Our data shows GHCL has a return on equity of 22% for the last year. Another way to think of that is that for every ₹1 worth of equity in the company, it was able to earn ₹0.22.

See our latest analysis for GHCL

How Do I Calculate Return On Equity?

The formula for ROE is:

Return on Equity = Net Profit ÷ Shareholders’ Equity

Or for GHCL:

22% = ₹3.6b ÷ ₹16.1b (Based on the trailing twelve months to March 2018.)

It’s easy to understand the ‘net profit’ part of that equation, but ‘shareholders’ equity’ requires further explanation. It is the capital paid in by shareholders, plus any retained earnings. You can calculate shareholders’ equity by subtracting the company’s total liabilities from its total assets.

What Does Return On Equity Mean?

ROE measures a company’s profitability against the profit it retains, and any outside investments. The ‘return’ is the amount earned after tax over the last twelve months. A higher profit will lead to a a higher ROE. So, all else equal, investors should like a high ROE. That means it can be interesting to compare the ROE of different companies.

Does GHCL Have A Good Return On Equity?

One simple way to determine if a company has a good return on equity is to compare it to the average for its industry. The limitation of this approach is that some companies are quite different from others, even within the same industry classification. Pleasingly, GHCL has a superior ROE than the average (13%) company in the chemicals industry.

NSEI:GHCL Last Perf October 29th 18
NSEI:GHCL Last Perf October 29th 18

That’s what I like to see. In my book, a high ROE almost always warrants a closer look. One data point to check is if insiders have bought shares recently.

How Does Debt Impact ROE?

Virtually all companies need money to invest in the business, to grow profits. That cash can come from retained earnings, issuing new shares (equity), or debt. In the first and second cases, the ROE will reflect this use of cash for investment in the business. In the latter case, the use of debt will improve the returns, but will not change the equity. In this manner the use of debt will boost ROE, even though the core economics of the business stay the same.
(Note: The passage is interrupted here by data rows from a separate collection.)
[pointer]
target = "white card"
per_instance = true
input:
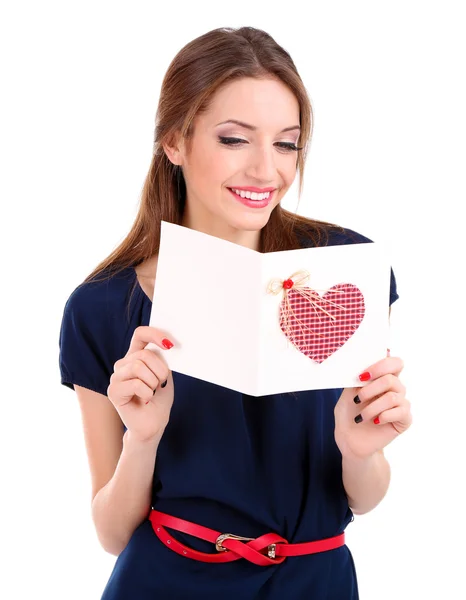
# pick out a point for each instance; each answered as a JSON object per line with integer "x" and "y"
{"x": 211, "y": 300}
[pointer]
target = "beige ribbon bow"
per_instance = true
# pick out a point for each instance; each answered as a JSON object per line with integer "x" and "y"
{"x": 298, "y": 282}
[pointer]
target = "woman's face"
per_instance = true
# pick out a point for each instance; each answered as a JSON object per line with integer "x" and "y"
{"x": 259, "y": 156}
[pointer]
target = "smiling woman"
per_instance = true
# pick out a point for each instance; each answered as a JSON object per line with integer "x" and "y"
{"x": 176, "y": 461}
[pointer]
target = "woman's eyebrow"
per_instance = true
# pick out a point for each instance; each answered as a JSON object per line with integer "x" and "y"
{"x": 252, "y": 128}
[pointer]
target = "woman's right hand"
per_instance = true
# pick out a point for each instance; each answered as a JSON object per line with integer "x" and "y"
{"x": 144, "y": 412}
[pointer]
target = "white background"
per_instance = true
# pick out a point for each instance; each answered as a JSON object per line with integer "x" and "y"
{"x": 80, "y": 84}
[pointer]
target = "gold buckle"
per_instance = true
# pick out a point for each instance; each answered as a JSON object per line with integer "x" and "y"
{"x": 230, "y": 536}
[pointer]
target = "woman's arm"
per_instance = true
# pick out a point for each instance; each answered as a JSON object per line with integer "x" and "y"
{"x": 125, "y": 501}
{"x": 122, "y": 471}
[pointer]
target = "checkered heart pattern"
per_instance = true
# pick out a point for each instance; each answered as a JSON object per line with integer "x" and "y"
{"x": 318, "y": 335}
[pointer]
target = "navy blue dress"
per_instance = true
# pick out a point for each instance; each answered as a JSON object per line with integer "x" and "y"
{"x": 228, "y": 461}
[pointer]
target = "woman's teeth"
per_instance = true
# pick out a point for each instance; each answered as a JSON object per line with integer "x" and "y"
{"x": 251, "y": 195}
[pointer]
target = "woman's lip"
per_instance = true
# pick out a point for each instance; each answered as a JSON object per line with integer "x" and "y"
{"x": 252, "y": 203}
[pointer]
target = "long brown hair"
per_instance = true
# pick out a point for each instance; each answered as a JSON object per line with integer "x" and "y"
{"x": 199, "y": 69}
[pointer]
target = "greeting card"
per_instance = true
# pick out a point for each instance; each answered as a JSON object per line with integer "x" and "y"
{"x": 260, "y": 324}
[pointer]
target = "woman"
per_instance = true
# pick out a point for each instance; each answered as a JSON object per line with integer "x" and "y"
{"x": 171, "y": 455}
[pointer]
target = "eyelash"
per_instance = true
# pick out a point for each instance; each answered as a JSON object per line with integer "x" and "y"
{"x": 228, "y": 141}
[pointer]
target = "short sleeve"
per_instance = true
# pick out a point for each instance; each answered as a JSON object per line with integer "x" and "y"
{"x": 87, "y": 345}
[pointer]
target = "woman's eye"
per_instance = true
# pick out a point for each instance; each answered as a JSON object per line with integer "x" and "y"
{"x": 288, "y": 146}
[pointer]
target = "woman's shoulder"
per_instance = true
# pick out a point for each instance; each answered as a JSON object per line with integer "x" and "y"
{"x": 105, "y": 296}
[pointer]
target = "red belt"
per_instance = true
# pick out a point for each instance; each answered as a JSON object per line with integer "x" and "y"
{"x": 268, "y": 549}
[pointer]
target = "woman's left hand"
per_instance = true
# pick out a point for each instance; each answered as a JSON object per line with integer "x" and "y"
{"x": 363, "y": 428}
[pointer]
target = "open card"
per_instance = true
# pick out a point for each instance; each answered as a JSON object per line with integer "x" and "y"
{"x": 262, "y": 324}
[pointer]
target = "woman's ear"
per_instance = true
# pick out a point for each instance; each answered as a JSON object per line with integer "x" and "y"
{"x": 174, "y": 150}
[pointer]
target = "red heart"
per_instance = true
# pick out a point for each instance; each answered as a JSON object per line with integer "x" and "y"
{"x": 315, "y": 333}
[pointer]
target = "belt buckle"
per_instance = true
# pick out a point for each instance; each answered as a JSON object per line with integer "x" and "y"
{"x": 230, "y": 536}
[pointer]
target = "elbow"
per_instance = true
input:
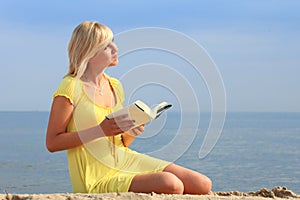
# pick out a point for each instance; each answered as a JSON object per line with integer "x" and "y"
{"x": 50, "y": 147}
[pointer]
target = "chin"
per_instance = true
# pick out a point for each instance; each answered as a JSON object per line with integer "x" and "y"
{"x": 114, "y": 63}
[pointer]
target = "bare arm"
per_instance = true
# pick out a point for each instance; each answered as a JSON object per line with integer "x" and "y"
{"x": 61, "y": 112}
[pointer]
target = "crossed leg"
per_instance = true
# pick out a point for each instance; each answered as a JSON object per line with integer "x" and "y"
{"x": 173, "y": 180}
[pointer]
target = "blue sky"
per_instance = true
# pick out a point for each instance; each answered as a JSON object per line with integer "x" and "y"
{"x": 255, "y": 44}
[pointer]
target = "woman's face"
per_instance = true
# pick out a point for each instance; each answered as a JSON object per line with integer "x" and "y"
{"x": 107, "y": 56}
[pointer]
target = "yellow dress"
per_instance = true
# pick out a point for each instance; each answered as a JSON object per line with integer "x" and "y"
{"x": 104, "y": 164}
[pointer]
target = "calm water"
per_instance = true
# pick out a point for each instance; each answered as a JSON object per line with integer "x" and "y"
{"x": 254, "y": 150}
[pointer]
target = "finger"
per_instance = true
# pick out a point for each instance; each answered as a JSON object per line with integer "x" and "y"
{"x": 120, "y": 117}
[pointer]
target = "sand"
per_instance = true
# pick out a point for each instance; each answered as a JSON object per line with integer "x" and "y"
{"x": 262, "y": 194}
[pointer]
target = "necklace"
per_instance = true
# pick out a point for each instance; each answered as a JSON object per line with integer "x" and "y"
{"x": 100, "y": 90}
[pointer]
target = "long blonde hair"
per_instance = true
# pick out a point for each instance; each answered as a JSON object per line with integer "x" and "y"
{"x": 87, "y": 38}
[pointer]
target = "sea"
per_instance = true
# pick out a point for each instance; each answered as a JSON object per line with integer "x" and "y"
{"x": 254, "y": 150}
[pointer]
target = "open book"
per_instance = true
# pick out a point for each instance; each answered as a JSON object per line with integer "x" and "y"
{"x": 140, "y": 112}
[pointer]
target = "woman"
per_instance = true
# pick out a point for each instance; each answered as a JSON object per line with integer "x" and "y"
{"x": 98, "y": 155}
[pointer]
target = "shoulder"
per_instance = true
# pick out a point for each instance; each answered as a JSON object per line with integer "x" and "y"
{"x": 70, "y": 87}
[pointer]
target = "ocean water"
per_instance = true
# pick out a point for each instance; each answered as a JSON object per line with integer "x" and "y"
{"x": 254, "y": 150}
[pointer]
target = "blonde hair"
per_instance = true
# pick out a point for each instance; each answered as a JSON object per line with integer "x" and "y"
{"x": 87, "y": 38}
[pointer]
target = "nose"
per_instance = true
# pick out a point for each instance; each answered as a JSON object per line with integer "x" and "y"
{"x": 114, "y": 48}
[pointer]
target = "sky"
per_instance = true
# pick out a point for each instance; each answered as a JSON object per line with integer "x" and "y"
{"x": 254, "y": 44}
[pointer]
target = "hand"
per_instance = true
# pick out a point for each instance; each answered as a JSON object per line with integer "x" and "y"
{"x": 136, "y": 131}
{"x": 117, "y": 125}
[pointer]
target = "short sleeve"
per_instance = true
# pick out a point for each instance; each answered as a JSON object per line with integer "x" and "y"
{"x": 69, "y": 88}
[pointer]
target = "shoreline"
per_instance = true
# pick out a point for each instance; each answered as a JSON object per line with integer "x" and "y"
{"x": 262, "y": 194}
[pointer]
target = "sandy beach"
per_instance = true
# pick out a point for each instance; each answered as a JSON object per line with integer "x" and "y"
{"x": 275, "y": 193}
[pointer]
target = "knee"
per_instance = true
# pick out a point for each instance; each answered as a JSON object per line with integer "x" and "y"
{"x": 172, "y": 184}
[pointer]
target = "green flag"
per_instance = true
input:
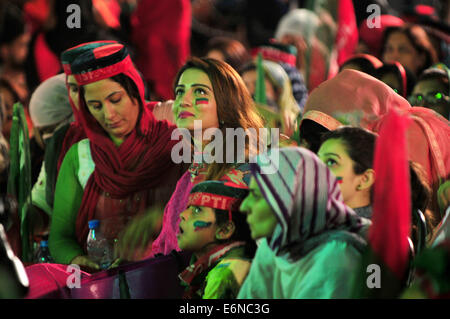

GHCL’s Debt And Its 22% ROE

While GHCL does have some debt, with debt to equity of just 0.82, we wouldn’t say debt is excessive. The combination of modest debt and a very respectable ROE suggests this is a business worth watching. Careful use of debt to boost returns is often very good for shareholders. However, it could reduce the company’s ability to take advantage of future opportunities.